Patients can make choices about which hospital they use based on many factors, including advertisements on billboards and signs on the back of city buses.
While annual hospital rankings published in magazines like U.S. News & World Report and Consumer Reports offer conflicting advice on the best places to seek treatment, plain-and-simple geography can also matter. So do health insurance networks and recommendations from friends or physicians.
“How does the consumer know which to believe?” said Dr. Todd Shuman, vice president and chief quality officer for Roper St. Francis Healthcare. “Should they believe this, or should they believe this? Or should they believe our billboard, which shows something about somebody rating us? Who knows, right?”
Maybe it's just that your family has always gone to Roper Hospital or Trident Medical Center or the Medical University, so that's where you go too.
The federal government thinks we can do better than that.
While Medicare's Hospital Compare website isn't new, the database is routinely updated with fresh information, designed to help patients make more informed decisions about where they should do business.
Health care, after all, is big business.
“If you go to Hospital Compare, you can do a side-by-side look at how all the hospitals in this area are doing,” said Todd Gallati, CEO of Trident Health. “Having our test score posted in the front of the room makes us better.”
'Very valuable' data
Hospital Compare is kind of like Yelp, a popular restaurant review website, for health care.
For example, using the website, it's possible to know the percentage of Medicare patients who reported that their hospital room and bathroom were “always” clean. At East Cooper Medical Center, it's 78 percent, according data recently posted on the website. At St. Francis Hospital, it's 72 percent.
At Medical University Hospital, 85 percent of patients say they would “definitely” recommend the hospital, while 64 percent of patients at Trident Medical Center say they would do the same.
As Medicare collects more data, those numbers will change.
“That's our clean laundry and our dirty laundry. That's information that could be very valuable,” Gallati said.
“We've chosen hospitals in the past based on what a friend of a friend said or maybe something that happened 15 years ago,” he said. “This is pretty current information, last year's information anyway, for some important measures of quality.”
The federal data, while still an imperfect measure of quality, does a better job than competing hospital scorecards published by private groups, said Jason Alexander, CEO of East Cooper Medical Center.
“We get 'Best blah blah blah' every once in a while. We don't promote it much because we know the next one that comes out we might not do well on,” Alexander said.

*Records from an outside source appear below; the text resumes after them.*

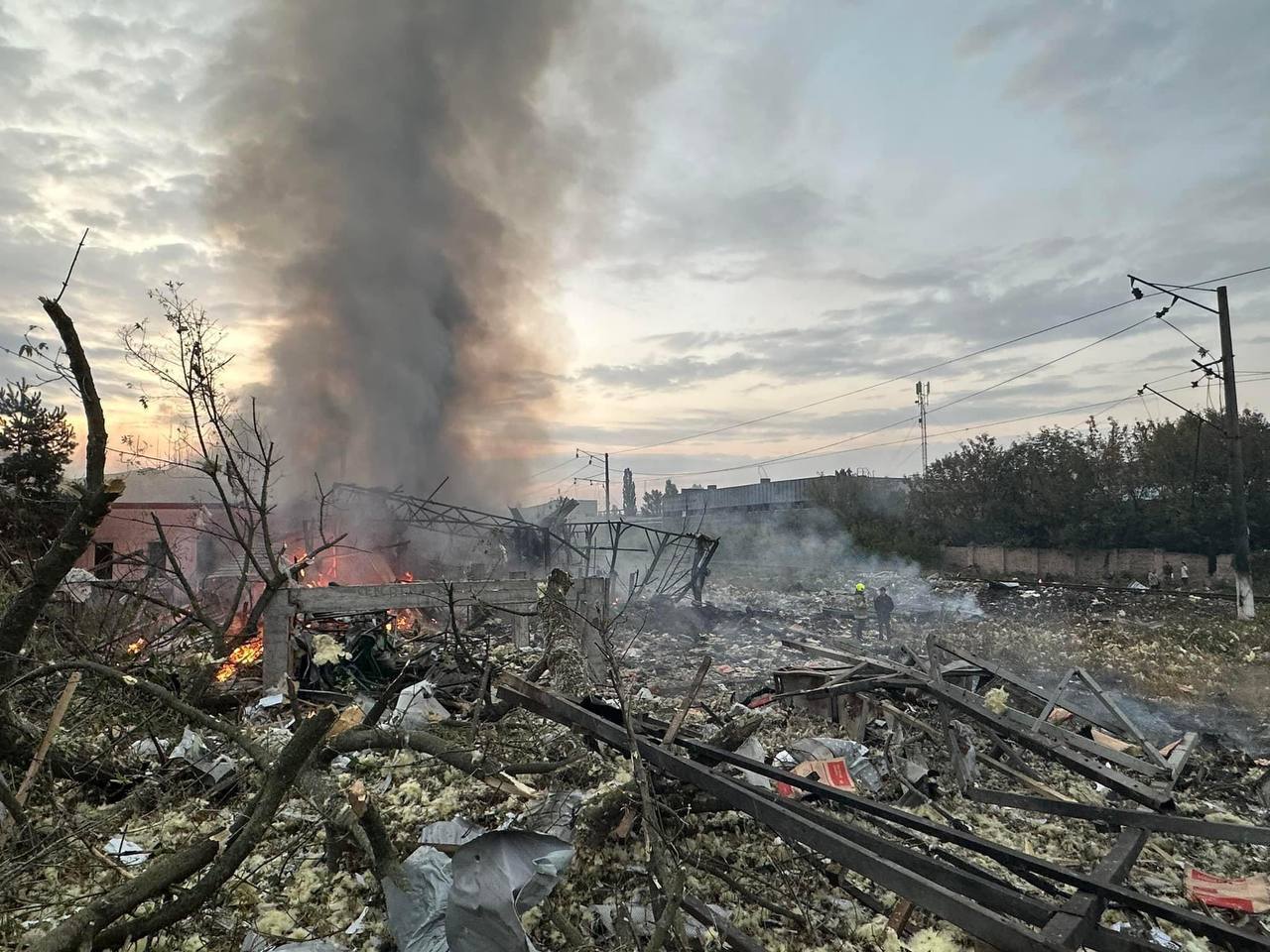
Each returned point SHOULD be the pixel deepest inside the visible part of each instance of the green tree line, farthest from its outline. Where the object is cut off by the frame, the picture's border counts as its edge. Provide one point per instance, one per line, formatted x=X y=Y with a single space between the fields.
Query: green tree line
x=1157 y=484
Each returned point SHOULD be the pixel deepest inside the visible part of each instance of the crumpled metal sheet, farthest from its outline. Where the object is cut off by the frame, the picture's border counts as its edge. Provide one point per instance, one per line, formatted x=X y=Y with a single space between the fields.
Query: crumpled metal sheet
x=497 y=878
x=416 y=900
x=475 y=901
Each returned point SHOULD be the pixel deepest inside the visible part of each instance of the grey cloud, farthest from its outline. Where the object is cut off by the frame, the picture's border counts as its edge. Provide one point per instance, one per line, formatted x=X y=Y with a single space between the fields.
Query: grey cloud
x=19 y=67
x=675 y=372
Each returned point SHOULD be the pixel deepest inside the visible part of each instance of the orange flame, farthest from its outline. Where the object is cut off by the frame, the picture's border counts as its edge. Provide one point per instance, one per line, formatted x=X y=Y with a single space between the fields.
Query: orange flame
x=246 y=653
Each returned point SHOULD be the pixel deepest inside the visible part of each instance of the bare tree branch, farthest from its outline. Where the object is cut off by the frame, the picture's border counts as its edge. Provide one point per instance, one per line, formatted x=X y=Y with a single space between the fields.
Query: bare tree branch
x=280 y=778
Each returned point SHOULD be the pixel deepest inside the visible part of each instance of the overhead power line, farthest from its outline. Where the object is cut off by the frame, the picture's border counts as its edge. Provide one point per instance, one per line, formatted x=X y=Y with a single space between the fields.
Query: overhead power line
x=961 y=399
x=1103 y=404
x=921 y=371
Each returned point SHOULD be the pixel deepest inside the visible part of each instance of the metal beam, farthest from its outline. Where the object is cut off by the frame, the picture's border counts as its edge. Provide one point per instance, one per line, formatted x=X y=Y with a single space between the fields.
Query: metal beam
x=763 y=807
x=1135 y=819
x=933 y=895
x=1057 y=749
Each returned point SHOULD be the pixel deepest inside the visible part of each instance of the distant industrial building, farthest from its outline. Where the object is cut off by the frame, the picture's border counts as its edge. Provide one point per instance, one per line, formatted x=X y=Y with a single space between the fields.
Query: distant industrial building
x=543 y=513
x=766 y=495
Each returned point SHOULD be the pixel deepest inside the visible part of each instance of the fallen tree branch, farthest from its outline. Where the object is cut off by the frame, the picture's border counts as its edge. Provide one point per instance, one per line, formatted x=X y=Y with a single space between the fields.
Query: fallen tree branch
x=148 y=687
x=486 y=771
x=243 y=838
x=73 y=933
x=19 y=616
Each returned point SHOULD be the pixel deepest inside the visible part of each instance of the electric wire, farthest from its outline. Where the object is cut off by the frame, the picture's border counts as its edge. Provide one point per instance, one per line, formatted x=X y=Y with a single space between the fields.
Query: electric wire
x=931 y=367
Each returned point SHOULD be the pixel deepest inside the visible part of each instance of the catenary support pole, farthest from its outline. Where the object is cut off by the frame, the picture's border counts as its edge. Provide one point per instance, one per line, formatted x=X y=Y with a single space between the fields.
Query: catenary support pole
x=1245 y=607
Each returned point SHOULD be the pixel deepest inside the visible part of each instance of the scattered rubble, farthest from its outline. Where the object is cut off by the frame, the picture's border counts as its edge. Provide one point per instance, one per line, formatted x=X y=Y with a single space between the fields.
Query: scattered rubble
x=820 y=791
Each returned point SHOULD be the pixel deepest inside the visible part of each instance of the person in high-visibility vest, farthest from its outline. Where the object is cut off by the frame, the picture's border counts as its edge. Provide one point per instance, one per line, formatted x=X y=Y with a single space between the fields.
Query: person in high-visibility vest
x=861 y=610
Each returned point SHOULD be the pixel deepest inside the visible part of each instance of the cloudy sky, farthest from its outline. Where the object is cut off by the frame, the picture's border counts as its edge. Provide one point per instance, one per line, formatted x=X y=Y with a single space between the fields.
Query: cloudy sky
x=798 y=203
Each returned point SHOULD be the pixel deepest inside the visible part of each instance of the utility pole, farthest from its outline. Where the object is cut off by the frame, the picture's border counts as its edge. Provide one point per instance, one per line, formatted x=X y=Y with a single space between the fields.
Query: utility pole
x=924 y=399
x=1245 y=607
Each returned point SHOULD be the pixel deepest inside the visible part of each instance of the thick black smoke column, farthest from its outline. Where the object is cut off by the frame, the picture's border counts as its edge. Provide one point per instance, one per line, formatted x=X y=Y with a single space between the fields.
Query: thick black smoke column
x=390 y=179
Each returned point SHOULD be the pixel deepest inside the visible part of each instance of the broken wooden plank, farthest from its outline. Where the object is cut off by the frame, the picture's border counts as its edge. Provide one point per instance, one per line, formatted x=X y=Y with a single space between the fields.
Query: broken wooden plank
x=789 y=819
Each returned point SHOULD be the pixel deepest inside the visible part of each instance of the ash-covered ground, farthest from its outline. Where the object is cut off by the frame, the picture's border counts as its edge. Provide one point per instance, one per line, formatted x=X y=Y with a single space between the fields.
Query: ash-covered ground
x=1175 y=661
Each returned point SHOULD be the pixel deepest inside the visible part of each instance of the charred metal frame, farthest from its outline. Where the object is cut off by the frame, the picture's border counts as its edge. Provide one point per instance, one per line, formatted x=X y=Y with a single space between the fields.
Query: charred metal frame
x=962 y=893
x=680 y=561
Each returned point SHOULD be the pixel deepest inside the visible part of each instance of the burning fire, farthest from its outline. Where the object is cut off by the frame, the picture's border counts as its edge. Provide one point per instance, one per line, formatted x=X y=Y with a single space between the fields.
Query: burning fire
x=248 y=653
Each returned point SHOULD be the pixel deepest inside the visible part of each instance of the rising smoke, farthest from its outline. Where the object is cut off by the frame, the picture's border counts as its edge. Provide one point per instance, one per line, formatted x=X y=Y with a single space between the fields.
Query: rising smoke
x=391 y=181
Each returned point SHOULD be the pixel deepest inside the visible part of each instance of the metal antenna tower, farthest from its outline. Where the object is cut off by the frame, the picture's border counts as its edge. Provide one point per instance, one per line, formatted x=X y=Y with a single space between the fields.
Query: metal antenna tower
x=924 y=399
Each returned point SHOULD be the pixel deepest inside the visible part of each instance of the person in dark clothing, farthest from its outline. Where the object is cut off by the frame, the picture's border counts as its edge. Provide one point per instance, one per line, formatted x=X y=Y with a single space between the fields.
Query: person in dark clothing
x=884 y=604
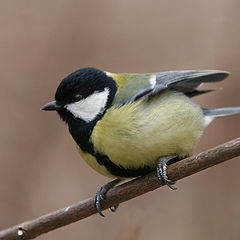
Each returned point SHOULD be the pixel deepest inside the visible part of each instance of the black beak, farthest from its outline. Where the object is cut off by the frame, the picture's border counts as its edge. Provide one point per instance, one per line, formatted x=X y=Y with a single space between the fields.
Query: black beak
x=51 y=106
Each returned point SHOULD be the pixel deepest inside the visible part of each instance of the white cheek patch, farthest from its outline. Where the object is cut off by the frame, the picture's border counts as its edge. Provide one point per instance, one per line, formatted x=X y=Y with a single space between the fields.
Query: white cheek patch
x=87 y=109
x=207 y=120
x=152 y=81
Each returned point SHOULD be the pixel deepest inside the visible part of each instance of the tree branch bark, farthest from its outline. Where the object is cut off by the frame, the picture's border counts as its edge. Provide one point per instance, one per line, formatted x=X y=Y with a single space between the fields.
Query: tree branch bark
x=122 y=193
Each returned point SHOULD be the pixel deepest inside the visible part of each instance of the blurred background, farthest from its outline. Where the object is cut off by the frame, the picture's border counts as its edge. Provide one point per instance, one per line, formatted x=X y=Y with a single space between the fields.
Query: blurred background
x=40 y=170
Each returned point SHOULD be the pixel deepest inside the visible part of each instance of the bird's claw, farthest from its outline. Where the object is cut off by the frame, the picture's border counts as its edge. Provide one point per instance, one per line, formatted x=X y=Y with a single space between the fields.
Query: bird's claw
x=162 y=171
x=100 y=196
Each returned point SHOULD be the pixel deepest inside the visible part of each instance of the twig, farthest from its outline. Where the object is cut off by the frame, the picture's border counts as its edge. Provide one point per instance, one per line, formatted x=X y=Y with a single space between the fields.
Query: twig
x=122 y=193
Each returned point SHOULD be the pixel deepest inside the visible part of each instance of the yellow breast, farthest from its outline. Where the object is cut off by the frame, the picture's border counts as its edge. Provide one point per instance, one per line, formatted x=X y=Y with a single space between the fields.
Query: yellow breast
x=137 y=134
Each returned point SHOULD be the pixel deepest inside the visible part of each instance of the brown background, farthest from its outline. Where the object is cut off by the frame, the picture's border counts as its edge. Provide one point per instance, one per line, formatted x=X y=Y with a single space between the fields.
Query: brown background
x=40 y=170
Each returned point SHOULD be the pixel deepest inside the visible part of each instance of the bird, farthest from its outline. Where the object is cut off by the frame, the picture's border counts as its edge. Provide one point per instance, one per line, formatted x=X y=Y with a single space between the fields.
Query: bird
x=126 y=125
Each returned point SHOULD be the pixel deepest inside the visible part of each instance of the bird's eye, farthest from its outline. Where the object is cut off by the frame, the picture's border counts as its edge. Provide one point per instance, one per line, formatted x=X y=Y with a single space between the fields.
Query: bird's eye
x=77 y=97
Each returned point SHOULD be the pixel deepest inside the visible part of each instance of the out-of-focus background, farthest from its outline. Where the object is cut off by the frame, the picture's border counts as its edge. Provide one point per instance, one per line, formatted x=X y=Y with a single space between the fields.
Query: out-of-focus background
x=40 y=170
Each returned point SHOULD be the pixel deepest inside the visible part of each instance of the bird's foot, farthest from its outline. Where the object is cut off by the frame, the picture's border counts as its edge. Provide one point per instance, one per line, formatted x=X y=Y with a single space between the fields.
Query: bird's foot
x=162 y=171
x=101 y=193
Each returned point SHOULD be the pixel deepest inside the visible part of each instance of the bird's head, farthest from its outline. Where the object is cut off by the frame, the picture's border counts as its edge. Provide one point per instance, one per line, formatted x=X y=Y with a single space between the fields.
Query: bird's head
x=84 y=95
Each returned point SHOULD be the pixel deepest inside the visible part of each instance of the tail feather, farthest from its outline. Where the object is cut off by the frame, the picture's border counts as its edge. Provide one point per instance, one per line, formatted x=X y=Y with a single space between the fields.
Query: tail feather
x=211 y=114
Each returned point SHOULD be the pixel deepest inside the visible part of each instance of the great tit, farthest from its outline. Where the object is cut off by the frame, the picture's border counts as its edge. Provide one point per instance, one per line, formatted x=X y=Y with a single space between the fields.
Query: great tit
x=126 y=125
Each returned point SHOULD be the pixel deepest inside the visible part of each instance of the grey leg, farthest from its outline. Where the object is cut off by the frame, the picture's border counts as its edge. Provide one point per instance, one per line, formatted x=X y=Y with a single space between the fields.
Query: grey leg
x=162 y=171
x=100 y=195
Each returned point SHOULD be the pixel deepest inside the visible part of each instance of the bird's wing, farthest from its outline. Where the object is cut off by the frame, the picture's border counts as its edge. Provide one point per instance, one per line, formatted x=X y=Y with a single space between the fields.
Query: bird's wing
x=132 y=87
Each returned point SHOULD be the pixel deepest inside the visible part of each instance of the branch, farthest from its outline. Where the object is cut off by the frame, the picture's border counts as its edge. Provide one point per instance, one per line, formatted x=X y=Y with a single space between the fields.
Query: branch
x=122 y=193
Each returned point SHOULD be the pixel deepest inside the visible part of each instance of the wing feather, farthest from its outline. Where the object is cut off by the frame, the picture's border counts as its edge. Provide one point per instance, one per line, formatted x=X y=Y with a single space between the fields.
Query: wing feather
x=151 y=84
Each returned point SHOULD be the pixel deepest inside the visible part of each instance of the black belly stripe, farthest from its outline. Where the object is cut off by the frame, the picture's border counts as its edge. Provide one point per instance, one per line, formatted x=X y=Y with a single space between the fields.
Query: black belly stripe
x=119 y=171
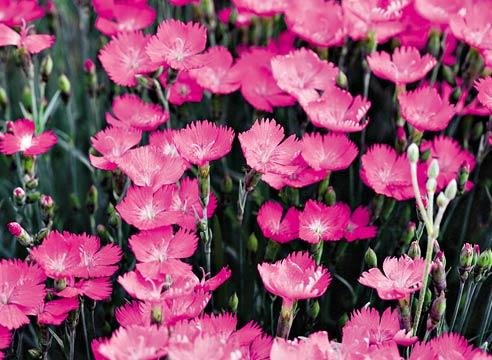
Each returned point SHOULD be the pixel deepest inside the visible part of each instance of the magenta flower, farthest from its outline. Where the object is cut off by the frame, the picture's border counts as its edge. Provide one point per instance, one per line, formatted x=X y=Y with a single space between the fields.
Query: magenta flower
x=22 y=291
x=425 y=110
x=275 y=225
x=386 y=172
x=337 y=110
x=321 y=222
x=302 y=74
x=328 y=152
x=21 y=138
x=295 y=278
x=202 y=141
x=112 y=143
x=132 y=112
x=146 y=166
x=215 y=75
x=124 y=58
x=403 y=67
x=178 y=45
x=402 y=276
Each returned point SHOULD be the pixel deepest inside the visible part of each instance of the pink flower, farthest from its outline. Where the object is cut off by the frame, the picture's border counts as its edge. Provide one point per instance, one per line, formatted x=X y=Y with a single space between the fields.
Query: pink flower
x=178 y=45
x=321 y=222
x=386 y=172
x=202 y=141
x=328 y=152
x=265 y=148
x=146 y=166
x=274 y=225
x=295 y=278
x=21 y=293
x=112 y=143
x=425 y=110
x=484 y=88
x=472 y=25
x=358 y=226
x=132 y=112
x=184 y=89
x=337 y=110
x=145 y=209
x=302 y=74
x=124 y=58
x=33 y=44
x=21 y=138
x=450 y=157
x=160 y=250
x=319 y=22
x=377 y=330
x=134 y=342
x=125 y=18
x=403 y=67
x=401 y=277
x=215 y=75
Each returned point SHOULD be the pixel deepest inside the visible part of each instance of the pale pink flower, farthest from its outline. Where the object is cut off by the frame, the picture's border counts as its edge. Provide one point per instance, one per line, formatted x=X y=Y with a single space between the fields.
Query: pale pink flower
x=202 y=141
x=302 y=74
x=403 y=67
x=402 y=277
x=265 y=148
x=21 y=137
x=147 y=166
x=178 y=45
x=134 y=342
x=337 y=110
x=321 y=222
x=132 y=112
x=319 y=22
x=484 y=88
x=425 y=110
x=112 y=143
x=328 y=152
x=215 y=75
x=295 y=278
x=386 y=172
x=124 y=58
x=275 y=225
x=33 y=44
x=21 y=293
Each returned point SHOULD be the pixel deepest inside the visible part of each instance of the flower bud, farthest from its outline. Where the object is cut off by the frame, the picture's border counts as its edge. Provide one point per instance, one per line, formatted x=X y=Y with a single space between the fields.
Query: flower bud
x=413 y=153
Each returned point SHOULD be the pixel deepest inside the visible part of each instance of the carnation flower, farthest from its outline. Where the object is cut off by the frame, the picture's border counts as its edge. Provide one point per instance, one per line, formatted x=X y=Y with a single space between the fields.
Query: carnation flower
x=146 y=166
x=202 y=141
x=321 y=222
x=132 y=112
x=294 y=278
x=403 y=67
x=302 y=74
x=328 y=152
x=21 y=293
x=386 y=172
x=21 y=138
x=112 y=143
x=33 y=44
x=402 y=276
x=425 y=110
x=337 y=110
x=124 y=58
x=274 y=225
x=178 y=45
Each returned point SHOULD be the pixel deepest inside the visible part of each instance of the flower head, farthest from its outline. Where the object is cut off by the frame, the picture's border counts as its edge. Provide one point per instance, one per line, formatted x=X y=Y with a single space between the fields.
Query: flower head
x=424 y=109
x=402 y=276
x=294 y=278
x=22 y=138
x=403 y=67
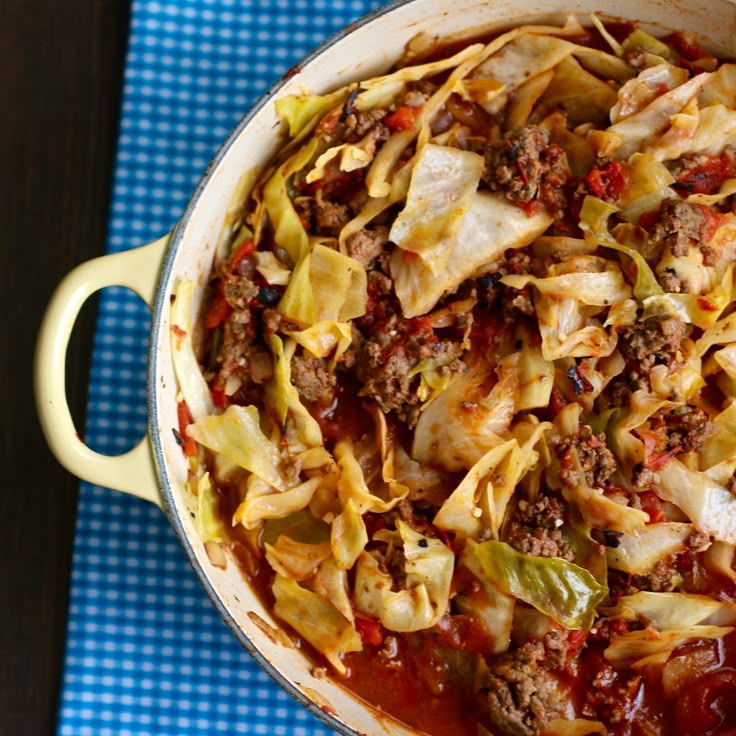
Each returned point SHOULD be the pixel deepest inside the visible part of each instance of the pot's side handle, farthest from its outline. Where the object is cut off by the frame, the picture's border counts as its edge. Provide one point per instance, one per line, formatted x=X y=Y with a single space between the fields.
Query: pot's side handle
x=133 y=472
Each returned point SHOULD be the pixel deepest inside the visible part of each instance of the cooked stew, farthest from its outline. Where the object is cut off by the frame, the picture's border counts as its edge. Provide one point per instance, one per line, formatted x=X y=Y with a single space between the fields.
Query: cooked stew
x=461 y=398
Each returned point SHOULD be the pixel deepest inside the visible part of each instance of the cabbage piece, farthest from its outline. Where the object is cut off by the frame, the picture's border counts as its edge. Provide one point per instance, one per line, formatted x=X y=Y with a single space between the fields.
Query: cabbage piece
x=679 y=136
x=640 y=40
x=352 y=486
x=289 y=233
x=318 y=621
x=189 y=376
x=649 y=122
x=210 y=525
x=634 y=647
x=237 y=434
x=667 y=611
x=721 y=333
x=521 y=58
x=331 y=584
x=701 y=310
x=536 y=374
x=460 y=513
x=284 y=398
x=493 y=607
x=637 y=93
x=491 y=226
x=594 y=224
x=348 y=536
x=721 y=88
x=685 y=382
x=567 y=331
x=727 y=189
x=627 y=447
x=596 y=289
x=454 y=434
x=716 y=125
x=604 y=513
x=560 y=589
x=274 y=505
x=509 y=472
x=324 y=337
x=301 y=526
x=574 y=727
x=710 y=507
x=719 y=558
x=379 y=179
x=720 y=445
x=584 y=97
x=527 y=95
x=639 y=553
x=580 y=154
x=272 y=270
x=429 y=566
x=325 y=285
x=443 y=184
x=647 y=185
x=423 y=481
x=300 y=112
x=296 y=560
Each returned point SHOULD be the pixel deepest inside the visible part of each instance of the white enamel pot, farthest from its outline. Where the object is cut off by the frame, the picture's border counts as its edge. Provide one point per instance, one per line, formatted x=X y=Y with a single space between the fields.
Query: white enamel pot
x=156 y=469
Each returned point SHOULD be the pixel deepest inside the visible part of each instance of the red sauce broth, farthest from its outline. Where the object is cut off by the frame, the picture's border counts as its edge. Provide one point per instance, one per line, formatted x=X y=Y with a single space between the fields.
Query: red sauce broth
x=429 y=686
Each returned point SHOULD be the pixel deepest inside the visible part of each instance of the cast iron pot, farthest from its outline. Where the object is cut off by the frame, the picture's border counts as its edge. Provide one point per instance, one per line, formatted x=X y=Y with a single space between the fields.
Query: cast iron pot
x=156 y=469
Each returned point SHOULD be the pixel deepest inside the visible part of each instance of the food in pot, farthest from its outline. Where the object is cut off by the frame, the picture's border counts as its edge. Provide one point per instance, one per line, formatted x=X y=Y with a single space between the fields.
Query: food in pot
x=461 y=398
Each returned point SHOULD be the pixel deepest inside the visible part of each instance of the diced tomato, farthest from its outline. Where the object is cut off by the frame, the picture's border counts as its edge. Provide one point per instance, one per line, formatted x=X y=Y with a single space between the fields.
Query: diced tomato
x=246 y=249
x=708 y=176
x=403 y=118
x=607 y=183
x=707 y=306
x=185 y=419
x=219 y=397
x=370 y=630
x=713 y=220
x=649 y=219
x=652 y=504
x=219 y=310
x=576 y=639
x=556 y=401
x=686 y=45
x=464 y=632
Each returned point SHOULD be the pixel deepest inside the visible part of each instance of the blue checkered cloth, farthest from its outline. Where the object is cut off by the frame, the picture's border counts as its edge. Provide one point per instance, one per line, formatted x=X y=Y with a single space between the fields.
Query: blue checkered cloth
x=146 y=651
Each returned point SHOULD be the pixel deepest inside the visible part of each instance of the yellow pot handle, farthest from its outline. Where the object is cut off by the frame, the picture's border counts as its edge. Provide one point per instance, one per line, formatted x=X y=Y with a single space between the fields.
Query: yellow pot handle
x=137 y=269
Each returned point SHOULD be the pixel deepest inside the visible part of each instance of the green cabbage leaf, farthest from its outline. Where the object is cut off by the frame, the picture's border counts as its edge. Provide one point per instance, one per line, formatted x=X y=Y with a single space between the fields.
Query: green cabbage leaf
x=317 y=620
x=560 y=589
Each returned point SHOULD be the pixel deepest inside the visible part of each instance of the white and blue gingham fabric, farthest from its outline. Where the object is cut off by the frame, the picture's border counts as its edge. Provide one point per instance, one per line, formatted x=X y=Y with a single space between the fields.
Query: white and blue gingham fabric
x=146 y=651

“In most cases, I can't even tell you what constituted that score and whether or not it was based on something that really tells me that's a good hospital or that's not a good hospital,” he said. “And I do this for a living.”
Volume to value
Medicare's Hospital Compare website is the consumer-friendly face of the federal government's long-term effort to shift the health care system from generating revenue based on volume — filling hospital beds — to generating revenue based on better outcomes. In health care-speak, this is called “value-based purchasing” or “pay for performance.”
Today, hospital volume still largely drives revenue. Empty beds are bad for the bottom line.
To move the needle from volume to value, Medicare started tying a small percentage of hospital reimbursements to these satisfaction surveys and other quality measures, including mortality and readmission rates.
This data is searchable on Hospital Compare.
“Each year, they change those measures a little bit,” said Shuman, the Roper St. Francis vice president.
“They take one percent of how much you get from Medicare funding, effectively, and if you do really well, you can take that one percent back,” he said. “But what you really want to do is not lose money. If you're low-performing, you lose a percentage of that one percent.”
Data released by Medicare last fall shows that Charleston hospitals are performing well, especially compared to smaller, rural hospitals in South Carolina. Across the country, nearly 1,500 hospitals have been dinged by these Medicare value-based purchasing and readmission rate penalty programs.
Mount Pleasant Hospital, owned by Roper St. Francis Healthcare, scored the second-highest marks in the state, trailing only Village Hospital in Greer.
Trident Medical Center is the only hospital in the Charleston metro area that will lose a small fraction of a percentage of its Medicare reimbursement money this year, based on these penalty programs.
“In any given year, we could swing $100,000 more in Medicare dollars or $100,000 less. That's a very small percentage of the Medicare funding from patient revenue that we receive,” Gallati said. “That being said, we're judged by each patient that comes in this door and we need to keep getting better.”
By 2017, Medicare intends to tie 7 percent of hospital reimbursement to these quality-based payment initiatives.
“That can wipe out a hospital's entire profit, depending on what the case mix is,” said Tony Keck, director of the S.C. Department of Health and Human Services. “When it hits the hospital's bottom line, it can be quite a bit of money.”
But Shuman said if hospitals take the patient's best interest to heart, the money will work itself out.
“I want zero infections. I want zero readmissions. I want 100 percent performance on process measures and I want zero mortality,” he said. “I don't stay up at night worried about, Will I get a penalty? What I'm worried about is, Does the patient have a good outcome?”